IF you are going to make the decision to allow someone else to raise the puppy, do it now, don't wait because that baby is falling in love with "mommy and daddy" and it's so sad to tear them from their homes.
I would wait, you really will get through this but you have to be willing to get through the puppy stage.
Bones... I also live in a high-rise, have two cats (that were here first) and have recently brought a puppy home. First of all, you mentioned that your wife has never had a dog before...have you? As previously mentioned, covered litter boxes do help - the bathtub idea is great!! instead of gating off your apartment, why don't you consider crate training. It will also help a whole lot in house breaking the pup. I really feel that you shouldn't give up on this puppy. It's unfair to him/her that you brought him/her home and are giving up so easily. If you have had dogs in the past, then YOU should have known how much work it takes to raise a puppy. If you really can't keep the puppy, then I suggest that you contact the breeder that you bought him/her from. Most GOOD breeders will take the puppy back - especially if they were thinking of keeping the puppy anyway.
If you bought it from a Petstore, the puppies come from petstores and are notoriously hard to potty train. They usually end up having some behavioral problems as well and take A LOT more work. Goodluck..
Bones, in no way was I passing blame on you. My comment on a what a "good breeder" would have done was to Doggy Daddy who used the term "good breeder". In fact, my posts were trying to assist you with the situation. Doggy Daddy is learning a heck of a lot right now, so I made a comment on how any "good breeder" would have taken the time to completely prepare someone such as yourself for the pups homecoming. Nothing more. I understand you didnt get the dog from a breeder, granted that is the problem but it has nothing to do with the help you need right now.
bones, how's it going with your little menace now? Is the dog still biting? I can't remember how old you said he/she is. I think you'll find once you get a bit more used to having a dog around, you'll be more comfortable, and so will your cats. Cats have a distinct advantage over dogs. They can find a place of safety (which is a really good idea for you to set up, by the way) and they can stare down at the offending dog in great disgust. I hope things are getting a bit better.
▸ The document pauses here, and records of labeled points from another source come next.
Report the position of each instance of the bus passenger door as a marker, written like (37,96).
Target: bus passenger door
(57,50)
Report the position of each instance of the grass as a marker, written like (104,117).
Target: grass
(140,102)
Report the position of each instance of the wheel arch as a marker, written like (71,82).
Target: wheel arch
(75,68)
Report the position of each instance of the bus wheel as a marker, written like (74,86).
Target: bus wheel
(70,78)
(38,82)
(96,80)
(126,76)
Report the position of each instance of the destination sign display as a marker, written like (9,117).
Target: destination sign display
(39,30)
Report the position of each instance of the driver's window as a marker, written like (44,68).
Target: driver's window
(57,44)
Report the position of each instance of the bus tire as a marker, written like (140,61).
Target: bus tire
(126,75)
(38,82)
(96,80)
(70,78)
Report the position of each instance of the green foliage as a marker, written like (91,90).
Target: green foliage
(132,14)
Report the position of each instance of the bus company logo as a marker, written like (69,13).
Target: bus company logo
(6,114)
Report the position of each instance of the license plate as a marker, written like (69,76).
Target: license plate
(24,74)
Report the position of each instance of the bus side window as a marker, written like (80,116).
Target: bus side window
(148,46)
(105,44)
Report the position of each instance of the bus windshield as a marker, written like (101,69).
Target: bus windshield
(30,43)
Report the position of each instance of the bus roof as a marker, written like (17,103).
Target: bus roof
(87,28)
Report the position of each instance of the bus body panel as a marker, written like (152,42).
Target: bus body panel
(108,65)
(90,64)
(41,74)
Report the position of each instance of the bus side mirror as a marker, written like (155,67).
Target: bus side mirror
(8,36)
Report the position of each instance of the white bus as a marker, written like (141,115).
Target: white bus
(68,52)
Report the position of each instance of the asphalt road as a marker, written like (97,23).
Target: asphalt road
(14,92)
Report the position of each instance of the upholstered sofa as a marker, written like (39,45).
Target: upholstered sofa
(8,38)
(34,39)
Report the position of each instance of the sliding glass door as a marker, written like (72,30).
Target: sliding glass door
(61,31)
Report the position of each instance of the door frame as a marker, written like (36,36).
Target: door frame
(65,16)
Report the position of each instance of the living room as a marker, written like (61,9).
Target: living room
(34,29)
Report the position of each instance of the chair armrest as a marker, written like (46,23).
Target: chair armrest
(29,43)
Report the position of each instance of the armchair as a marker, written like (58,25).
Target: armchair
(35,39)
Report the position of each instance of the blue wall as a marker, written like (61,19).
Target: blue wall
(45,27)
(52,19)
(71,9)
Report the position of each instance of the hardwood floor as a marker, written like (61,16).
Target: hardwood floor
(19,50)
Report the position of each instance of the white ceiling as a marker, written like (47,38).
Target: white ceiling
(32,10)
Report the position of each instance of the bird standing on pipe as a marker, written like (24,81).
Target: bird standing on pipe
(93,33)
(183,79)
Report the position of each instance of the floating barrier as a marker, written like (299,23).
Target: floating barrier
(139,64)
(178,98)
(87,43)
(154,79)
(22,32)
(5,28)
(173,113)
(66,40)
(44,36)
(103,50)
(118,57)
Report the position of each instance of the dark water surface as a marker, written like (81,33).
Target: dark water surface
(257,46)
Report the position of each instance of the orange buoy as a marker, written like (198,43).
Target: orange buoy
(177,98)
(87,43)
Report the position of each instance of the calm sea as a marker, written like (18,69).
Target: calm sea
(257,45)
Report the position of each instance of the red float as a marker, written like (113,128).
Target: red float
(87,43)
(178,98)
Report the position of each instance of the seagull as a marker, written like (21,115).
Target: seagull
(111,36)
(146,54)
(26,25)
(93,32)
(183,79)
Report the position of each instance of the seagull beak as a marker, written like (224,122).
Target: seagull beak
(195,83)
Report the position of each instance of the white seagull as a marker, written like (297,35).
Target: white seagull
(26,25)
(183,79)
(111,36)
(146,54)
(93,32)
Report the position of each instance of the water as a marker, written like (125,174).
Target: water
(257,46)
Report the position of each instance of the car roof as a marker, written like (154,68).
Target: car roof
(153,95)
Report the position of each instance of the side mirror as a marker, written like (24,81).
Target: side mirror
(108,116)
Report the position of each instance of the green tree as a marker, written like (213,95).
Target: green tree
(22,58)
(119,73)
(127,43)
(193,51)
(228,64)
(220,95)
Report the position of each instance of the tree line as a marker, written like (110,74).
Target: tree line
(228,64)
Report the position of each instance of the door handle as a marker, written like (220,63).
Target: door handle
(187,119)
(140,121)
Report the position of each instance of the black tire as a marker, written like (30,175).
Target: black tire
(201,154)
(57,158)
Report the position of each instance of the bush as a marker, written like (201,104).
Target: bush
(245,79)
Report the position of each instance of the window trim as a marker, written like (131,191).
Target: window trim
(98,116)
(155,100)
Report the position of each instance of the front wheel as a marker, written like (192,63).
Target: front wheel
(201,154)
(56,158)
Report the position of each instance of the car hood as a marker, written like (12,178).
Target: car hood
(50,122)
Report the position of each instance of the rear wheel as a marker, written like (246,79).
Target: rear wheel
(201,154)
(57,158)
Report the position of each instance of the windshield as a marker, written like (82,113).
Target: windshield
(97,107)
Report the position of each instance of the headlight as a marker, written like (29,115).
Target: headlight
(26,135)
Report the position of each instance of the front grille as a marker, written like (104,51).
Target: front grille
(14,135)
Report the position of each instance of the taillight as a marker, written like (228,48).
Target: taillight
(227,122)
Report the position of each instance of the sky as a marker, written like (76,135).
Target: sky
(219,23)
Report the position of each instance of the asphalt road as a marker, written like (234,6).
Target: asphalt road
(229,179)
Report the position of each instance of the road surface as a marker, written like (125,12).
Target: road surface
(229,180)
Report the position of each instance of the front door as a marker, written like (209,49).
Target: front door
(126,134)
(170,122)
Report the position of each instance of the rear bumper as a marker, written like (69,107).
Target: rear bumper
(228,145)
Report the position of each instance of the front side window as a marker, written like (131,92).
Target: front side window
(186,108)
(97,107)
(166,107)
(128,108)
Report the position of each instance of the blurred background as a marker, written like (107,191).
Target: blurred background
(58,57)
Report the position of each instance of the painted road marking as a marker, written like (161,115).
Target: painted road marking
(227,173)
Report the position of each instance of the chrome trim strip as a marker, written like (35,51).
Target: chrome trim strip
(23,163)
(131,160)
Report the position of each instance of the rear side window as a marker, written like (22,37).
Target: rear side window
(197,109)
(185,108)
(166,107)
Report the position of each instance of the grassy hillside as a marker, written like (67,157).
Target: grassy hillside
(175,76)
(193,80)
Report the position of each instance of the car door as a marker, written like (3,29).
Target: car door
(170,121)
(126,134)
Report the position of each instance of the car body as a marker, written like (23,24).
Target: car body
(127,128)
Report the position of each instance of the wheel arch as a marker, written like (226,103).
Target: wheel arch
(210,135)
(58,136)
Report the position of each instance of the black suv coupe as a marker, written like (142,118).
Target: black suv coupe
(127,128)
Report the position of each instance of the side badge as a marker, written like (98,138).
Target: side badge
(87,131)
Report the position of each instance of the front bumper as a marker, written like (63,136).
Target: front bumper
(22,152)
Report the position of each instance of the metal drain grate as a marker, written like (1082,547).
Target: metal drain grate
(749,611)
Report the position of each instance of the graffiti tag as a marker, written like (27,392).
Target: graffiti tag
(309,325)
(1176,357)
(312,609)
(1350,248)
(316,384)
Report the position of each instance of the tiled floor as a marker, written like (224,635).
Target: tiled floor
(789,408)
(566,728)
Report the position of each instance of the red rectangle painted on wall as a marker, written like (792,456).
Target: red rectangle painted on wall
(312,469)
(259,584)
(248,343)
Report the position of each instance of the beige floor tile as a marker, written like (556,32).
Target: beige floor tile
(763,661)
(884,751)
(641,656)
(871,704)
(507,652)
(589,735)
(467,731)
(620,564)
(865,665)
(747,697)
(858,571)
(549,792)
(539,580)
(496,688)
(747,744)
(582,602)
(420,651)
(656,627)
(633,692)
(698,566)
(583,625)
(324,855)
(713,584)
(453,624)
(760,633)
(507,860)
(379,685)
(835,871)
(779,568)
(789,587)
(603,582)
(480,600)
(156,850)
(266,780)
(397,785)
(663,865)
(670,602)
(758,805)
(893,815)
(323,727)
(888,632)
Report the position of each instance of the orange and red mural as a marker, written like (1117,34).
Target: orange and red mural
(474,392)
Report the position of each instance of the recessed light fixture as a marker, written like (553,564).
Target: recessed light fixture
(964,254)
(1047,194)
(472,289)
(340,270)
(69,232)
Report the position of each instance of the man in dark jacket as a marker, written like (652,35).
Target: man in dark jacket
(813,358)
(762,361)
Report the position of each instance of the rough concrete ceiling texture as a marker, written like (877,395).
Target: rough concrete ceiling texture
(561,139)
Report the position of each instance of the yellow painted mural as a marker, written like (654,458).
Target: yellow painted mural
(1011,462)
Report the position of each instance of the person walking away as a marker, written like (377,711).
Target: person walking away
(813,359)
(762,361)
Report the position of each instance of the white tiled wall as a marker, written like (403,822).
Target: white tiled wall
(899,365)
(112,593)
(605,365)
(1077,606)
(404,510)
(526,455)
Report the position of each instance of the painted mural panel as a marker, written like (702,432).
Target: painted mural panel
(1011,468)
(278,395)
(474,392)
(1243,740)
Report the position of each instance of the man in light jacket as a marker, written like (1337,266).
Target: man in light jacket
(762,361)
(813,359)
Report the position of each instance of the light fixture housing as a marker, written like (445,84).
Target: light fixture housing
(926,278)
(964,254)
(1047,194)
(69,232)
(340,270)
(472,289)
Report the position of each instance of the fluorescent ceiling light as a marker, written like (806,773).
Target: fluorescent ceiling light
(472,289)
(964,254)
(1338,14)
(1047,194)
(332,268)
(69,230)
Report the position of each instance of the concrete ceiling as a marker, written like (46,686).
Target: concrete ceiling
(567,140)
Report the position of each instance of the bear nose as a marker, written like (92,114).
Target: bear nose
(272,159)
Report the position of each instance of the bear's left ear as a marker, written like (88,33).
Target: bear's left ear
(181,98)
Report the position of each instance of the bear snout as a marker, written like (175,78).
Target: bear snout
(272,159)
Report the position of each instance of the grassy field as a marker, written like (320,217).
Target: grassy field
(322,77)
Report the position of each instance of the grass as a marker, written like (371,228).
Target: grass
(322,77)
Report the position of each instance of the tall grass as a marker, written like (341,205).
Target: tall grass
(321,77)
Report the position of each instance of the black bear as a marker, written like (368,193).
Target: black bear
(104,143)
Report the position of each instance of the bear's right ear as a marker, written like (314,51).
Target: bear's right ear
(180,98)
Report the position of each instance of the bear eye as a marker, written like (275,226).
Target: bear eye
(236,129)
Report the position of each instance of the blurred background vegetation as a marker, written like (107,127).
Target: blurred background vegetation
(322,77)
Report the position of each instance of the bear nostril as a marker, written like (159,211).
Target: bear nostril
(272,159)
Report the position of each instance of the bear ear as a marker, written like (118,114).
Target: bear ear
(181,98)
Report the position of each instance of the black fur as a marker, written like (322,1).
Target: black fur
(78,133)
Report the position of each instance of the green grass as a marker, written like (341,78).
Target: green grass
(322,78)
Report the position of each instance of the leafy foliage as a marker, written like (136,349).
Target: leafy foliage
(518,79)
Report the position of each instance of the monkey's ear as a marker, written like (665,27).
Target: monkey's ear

We lived in a condo as well, the baby gate is a great tool for training, you won't have to use it forever, also the cat litter can be an issue we purchased a covered cat box, and turned it toward the wall so the cats could still get to it, but the dogs could not. As far as the potty training, I would invest in a good steam cleaner, we bought a hoover. I didn't have to use it much with the pups I have now, as they were all potty trained relatively fast. I still love having it for rainy days when the pups track dirt in. The biting issue: Do you have plenty of toys for the puppy to chew? when the puppy bites you, you need to correct him right away, say no in a stern voice, then give him one of his chew toys, when he chews on that praise him. I have 2 toy boxes for my dogs, they love the squeeky tennis balls, made by air kong. I also have various stuffed animals they love, and play with everyday. I always gave my puppies a small frozen stuffed toy for teething. Good Luck!
I am wondering if you are leaving the little darling in the crate behind the gate away from you too much. It sometimes helps to make the dog lay on its back in your lap while you pet it. The exposure of belly lets it know your dominant. Small breeds don't do well with separation anxiety. you just took it away from its second home, I believe if I read right, so yours is the third home it has known in a very short time. Correct it each and everytime it nips. Don't let it get away with it, not even once. And try spending a little more time playing to burn off energy. Good luck tomorrow with puppy class!